Originally Posted by oblixps
let f be a function defined on E, a subset of R^n. lim (x -> x0) sup f(x) = M if and only if there exists a sequence {x_n} in E such that x_n -> x0 and f(x_k) -> M. how would you prove this fact? i thought that for a limit to exist it can approach the limit point from any direction, but this says that if you approach from one direction then the limit exists?

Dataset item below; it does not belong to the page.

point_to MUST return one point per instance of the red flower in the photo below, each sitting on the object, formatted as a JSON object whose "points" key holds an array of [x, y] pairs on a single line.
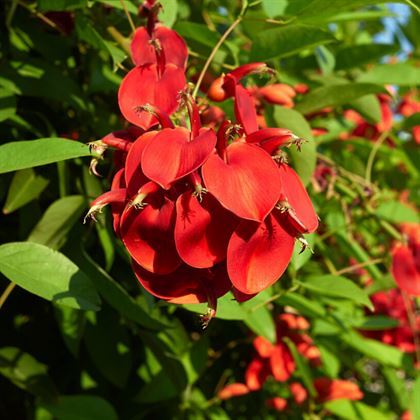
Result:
{"points": [[278, 403]]}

What does "lim (x -> x0) sup f(x) = M" mean, anyway? The lim supremum or

infimum exists for sequences, not for functions (as far as I am aware), so what does that mean?

Tonio
• Feb 20th 2011, 04:38 PM
oblixps
my book defines it as: Let f be defined on E in R^n and let x_0 be a limit point of E. Let B'(x_0,δ) denote the punctured ball with center x_0 and radius δ and let M(x_0,δ) = sup (f(x)) when x is in the intersection of B'(x_0,δ) and E. We define lim(x -> x_0) sup f(x) = lim (δ->0) M(x_0,δ).

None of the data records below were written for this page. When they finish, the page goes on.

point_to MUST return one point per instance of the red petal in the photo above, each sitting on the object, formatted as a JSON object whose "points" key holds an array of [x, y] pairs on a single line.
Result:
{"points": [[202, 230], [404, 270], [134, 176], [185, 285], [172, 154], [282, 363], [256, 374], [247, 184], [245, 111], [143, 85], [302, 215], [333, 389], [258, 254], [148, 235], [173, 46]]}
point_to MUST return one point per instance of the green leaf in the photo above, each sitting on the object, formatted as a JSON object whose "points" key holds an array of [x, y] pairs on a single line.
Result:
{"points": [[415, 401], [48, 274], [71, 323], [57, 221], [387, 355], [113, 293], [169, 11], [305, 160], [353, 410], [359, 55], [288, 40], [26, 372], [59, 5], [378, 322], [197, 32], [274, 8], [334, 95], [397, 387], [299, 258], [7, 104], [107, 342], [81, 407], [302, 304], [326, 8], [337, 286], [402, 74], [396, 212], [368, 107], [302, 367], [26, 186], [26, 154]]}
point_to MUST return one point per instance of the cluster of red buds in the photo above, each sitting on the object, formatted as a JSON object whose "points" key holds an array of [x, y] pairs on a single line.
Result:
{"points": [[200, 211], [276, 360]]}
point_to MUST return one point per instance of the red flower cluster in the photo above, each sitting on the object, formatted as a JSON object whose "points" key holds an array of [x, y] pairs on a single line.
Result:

so to prove the => direction where we assume that lim(x->x_0)supf(x) = M, i started with |sup f(x) - M| < ε when |x-x_0|< r where |r|< δ. (i replaced the δ in the definition of B'(x_0,δ) with r instead to make things less confusing). then let there be a sequence {x_k} such that |x_k - x_0|< δ when k > some K. this implies that |x_k - x_0|< r which means that |sup f(x_k) - M|< ε. |f(x_k) - M|</= |sup f(x_k) - M| < ε so this shows that f(x_k) -> M.

is this reasoning correct? are there any places where my logic is not entirely precise or is incorrect? thanks.